Incandescent bulbs are one of the most recognized lighting options available, but they are also the most dated. These types of bulbs produce light when electricity heats a filament inside the bulb. Light Emitting Diode, or LED bulbs, produce light using a semiconductor filled with electrons that fill holes in the material when an electric current is applied. Therefor, LEDs require less energy to provide the same amount of light as an incandescent bulb of similar wattage.
Lumens vs. Wattage
Lumens and wattage are terms that are often used interchangeably, but they are actually quite different. Wattage is the amount of energy the bulb uses to produce light. Lumens are a measure of the bulb’s brightness. A 60-watt incandescent bulb requires 60 watts of electricity and emits about 900 lumens, while an LED bulb requires only 8 watts to produce the same amount of light.
Color temperature is an important factor when you compare light bulbs. Usually listed on the package, the color temperature is measured in degrees of Kelvin from warm yellow light (2500 K) to cool blue light (7000 K). Different lighting colors can affect both your mood and the decor in your home. Yellow light is generally considered relaxing, while blue lighting is energizing. Both incandescent and LEDs come in a range of color temperatures, but incandescent bulbs are generally on the warm yellow end of the spectrum, while LEDs tend to be cool blue. Both types offer ‘daylight’ bright white options which mimic natural lighting.
Battle of the Bulbs
From brightness levels to efficiency and lifespan, there are many factors to consider when making an incandescent vs LED light bulb comparison. Each of the contenders has its pros and cons. Here’s how they measure up:
Round 1: Warming Up
LEDs blaze into action as soon as the switch is flipped, while incandescent bulbs take a while to warm up and reach their full brightness. During use, much of the energy used by incandescent bulbs is wasted as heat. Incandescent bulbs emit 85 BTUs of heat during each hour of use. LEDs stay cool, emitting only 3.4 BTUs.

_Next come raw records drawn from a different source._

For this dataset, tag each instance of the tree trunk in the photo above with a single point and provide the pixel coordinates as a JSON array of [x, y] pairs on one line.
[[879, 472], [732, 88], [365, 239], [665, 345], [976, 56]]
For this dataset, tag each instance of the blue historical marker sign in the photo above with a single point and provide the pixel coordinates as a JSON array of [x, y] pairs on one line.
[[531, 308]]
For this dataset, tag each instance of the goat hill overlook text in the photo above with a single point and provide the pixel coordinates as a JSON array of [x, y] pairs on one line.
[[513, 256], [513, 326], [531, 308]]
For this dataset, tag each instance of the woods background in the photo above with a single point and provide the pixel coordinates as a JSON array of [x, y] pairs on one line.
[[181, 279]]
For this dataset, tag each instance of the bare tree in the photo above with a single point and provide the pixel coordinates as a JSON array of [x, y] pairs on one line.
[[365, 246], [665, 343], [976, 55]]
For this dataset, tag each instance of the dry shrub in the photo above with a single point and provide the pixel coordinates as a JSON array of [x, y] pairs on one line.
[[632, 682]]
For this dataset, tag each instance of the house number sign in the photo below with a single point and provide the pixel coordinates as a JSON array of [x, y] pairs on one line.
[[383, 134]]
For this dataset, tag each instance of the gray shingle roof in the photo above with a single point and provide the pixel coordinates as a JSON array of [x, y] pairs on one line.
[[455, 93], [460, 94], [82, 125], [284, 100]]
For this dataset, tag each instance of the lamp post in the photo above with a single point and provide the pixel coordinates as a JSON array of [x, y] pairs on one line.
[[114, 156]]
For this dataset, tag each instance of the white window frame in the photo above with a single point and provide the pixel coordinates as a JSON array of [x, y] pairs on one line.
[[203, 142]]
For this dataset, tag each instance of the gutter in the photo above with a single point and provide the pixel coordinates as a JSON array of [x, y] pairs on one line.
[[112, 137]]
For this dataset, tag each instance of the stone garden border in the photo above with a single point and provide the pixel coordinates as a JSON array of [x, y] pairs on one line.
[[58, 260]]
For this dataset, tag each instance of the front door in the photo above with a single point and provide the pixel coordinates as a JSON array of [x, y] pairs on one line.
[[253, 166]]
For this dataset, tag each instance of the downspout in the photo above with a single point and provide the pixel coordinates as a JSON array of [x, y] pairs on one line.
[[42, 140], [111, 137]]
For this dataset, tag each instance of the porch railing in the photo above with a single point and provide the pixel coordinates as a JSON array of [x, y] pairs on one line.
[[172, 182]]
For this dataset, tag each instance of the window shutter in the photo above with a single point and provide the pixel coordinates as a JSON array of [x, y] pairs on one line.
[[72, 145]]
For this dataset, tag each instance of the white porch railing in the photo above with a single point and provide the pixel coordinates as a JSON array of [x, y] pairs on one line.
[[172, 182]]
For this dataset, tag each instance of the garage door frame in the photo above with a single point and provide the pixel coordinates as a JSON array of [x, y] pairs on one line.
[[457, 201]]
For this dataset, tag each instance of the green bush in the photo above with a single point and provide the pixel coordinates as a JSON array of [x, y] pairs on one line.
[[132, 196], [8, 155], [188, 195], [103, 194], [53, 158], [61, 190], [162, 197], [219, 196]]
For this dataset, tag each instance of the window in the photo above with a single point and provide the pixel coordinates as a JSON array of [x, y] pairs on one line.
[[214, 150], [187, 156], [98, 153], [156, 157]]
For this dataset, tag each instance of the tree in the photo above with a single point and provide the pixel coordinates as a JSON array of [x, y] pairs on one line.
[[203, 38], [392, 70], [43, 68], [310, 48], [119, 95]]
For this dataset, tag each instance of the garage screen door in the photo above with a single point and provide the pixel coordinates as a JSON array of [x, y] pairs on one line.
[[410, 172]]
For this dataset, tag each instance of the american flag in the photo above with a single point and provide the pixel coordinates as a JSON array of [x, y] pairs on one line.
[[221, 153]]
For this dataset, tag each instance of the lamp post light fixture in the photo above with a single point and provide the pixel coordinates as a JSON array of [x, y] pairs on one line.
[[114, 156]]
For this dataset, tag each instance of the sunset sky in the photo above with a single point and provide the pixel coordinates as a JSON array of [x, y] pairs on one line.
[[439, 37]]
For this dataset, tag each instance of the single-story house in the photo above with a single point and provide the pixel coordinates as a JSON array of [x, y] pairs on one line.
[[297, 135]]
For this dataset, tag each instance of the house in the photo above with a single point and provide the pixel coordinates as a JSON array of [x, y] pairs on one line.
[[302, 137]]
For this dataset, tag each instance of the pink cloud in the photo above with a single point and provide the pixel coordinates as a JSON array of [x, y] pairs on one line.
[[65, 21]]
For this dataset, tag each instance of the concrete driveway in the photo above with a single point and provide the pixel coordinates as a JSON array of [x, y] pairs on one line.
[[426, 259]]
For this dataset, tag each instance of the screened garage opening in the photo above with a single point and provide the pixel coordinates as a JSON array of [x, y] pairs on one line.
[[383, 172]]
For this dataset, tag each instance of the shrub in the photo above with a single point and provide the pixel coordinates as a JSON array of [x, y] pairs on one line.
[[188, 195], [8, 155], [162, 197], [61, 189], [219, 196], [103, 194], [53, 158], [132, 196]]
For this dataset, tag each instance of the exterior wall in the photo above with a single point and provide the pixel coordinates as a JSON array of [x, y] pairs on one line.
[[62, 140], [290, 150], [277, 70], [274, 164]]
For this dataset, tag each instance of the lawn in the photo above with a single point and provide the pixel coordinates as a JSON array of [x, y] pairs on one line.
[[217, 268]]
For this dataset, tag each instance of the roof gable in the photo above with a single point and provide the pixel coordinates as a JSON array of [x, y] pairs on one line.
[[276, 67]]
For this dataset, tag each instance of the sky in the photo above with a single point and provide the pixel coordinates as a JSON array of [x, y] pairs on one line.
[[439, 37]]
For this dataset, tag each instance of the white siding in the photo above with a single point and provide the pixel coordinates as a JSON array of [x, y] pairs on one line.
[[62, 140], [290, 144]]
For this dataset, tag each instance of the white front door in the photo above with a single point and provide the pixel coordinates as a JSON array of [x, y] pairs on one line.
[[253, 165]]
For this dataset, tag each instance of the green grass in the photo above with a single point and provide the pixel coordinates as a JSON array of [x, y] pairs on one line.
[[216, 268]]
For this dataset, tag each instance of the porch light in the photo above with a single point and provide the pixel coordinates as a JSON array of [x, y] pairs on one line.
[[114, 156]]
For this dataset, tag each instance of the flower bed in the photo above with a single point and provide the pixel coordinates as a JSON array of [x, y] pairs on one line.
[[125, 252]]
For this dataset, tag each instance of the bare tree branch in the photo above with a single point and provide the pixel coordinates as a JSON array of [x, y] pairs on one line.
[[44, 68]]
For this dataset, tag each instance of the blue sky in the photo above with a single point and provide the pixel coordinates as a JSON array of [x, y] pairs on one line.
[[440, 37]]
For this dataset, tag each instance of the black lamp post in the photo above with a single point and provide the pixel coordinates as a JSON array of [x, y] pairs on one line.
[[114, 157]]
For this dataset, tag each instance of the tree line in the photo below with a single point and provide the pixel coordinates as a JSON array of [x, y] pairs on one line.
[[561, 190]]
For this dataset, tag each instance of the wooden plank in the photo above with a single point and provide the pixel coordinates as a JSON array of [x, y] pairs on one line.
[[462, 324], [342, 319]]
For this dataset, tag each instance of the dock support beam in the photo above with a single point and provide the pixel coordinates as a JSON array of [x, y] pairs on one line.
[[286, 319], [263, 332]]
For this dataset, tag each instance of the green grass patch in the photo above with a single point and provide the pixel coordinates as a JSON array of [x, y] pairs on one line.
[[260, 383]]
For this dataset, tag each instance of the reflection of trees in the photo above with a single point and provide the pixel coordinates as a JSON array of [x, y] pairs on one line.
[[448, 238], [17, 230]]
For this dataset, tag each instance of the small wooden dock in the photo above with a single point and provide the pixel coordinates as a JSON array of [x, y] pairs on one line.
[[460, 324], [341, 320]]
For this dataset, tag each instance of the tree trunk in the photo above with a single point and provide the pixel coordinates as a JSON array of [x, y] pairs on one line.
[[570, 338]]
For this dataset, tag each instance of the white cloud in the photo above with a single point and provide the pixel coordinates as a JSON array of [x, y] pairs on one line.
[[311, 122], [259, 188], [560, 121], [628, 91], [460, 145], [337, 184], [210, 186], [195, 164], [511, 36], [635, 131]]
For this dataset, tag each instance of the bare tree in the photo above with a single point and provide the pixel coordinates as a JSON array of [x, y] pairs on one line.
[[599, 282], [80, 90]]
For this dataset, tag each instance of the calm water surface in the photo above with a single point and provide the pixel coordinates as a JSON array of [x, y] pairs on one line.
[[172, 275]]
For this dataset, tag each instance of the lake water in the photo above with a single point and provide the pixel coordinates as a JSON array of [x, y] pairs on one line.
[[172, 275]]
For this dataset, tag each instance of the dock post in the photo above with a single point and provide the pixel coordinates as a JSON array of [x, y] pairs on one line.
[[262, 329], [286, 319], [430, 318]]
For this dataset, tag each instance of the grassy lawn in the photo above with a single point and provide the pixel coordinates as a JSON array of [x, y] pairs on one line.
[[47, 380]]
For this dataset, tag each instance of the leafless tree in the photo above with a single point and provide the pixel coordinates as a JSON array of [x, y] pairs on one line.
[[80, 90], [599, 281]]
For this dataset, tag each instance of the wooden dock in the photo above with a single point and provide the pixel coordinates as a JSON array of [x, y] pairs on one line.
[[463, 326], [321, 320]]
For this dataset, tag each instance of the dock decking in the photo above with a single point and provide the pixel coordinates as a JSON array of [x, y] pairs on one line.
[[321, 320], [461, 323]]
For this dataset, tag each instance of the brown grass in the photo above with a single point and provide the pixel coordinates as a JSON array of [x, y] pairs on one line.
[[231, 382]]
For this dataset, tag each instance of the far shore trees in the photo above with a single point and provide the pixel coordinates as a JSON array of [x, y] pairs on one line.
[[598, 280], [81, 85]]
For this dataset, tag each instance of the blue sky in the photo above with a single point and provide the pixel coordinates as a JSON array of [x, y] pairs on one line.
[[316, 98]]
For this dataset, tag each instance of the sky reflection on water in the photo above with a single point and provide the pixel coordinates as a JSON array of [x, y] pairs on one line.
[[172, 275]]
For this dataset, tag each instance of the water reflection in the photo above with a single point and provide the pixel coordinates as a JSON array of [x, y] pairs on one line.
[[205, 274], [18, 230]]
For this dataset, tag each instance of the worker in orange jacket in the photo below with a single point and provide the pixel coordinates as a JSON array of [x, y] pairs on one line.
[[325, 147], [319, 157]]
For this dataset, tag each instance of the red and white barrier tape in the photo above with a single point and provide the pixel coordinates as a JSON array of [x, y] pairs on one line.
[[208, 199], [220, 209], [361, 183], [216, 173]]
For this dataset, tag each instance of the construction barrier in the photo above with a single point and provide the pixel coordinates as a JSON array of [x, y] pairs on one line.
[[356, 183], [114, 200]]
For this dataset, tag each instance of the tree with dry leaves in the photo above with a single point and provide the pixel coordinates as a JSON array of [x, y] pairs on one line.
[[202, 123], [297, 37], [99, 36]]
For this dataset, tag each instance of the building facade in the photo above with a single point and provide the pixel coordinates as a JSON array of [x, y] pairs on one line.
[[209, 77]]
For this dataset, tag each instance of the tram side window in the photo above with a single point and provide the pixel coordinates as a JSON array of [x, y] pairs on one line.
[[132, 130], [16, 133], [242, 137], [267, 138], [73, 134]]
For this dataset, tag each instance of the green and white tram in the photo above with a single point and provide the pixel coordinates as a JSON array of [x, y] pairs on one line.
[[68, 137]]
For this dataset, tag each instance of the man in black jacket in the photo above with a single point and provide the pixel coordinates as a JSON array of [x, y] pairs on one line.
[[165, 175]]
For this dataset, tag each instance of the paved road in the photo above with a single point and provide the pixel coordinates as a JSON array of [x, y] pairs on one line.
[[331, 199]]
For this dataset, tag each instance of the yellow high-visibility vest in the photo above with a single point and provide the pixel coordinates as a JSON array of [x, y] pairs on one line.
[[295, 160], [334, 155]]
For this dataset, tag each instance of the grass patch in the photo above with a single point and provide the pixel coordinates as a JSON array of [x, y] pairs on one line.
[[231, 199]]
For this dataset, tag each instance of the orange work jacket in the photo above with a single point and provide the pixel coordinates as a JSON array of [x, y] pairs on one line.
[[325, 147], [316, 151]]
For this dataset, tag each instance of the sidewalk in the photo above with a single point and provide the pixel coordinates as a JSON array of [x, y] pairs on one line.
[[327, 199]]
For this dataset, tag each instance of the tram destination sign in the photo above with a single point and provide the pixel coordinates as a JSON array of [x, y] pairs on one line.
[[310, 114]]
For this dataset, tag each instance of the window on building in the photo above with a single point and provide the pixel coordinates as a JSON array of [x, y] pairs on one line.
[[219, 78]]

Incandescent bulbs are sensitive to low temperatures and humidity, which can result in decreased performance and even breakage in inclement weather. LEDs can resist both hot and cold temperatures as well as humid conditions, which means you can use them inside and outdoors in damp locations.
Round 2: Going the Distance
Heavy-weight LEDs have thick walls and a dynamic design that can withstand bumping and jarring. The thin glass and delicate round shape of incandescent bulbs break easily under stress.
The typical lifespan of an incandescent bulb is around 1,200 hours, while long-lasting LEDs can go the distance, with each bulb providing an average of 50,000 hours of light.
Round 3: Knock Out!
While incandescent and LED bulbs are both mercury-free and RoHS compliant, both affect the environment through carbon dioxide emissions. Using 30 incandescent bulbs each year results in 4,500 pounds of emissions, while the same number of LED bulbs releases only 451 pounds.
Kilowatts Per Year
When considering incandescent vs. LED bulbs, the amount of energy used per year can be the deciding factor. Homes with 30 incandescent bulbs use about 3,285 kilowatts of electricity each year, while the same number of LED bulbs use only 329 kilowatts.
Choose a Winner
LEDs are the clear winner in the battle of the bulbs. Incandescent bulbs are dated technology, and are slowly being phased out in favor of options with improved efficiency, durability and lifespans. Switching to LED fixtures consumes less energy and reduces your environmental impact while adding brighter lighting throughout your home.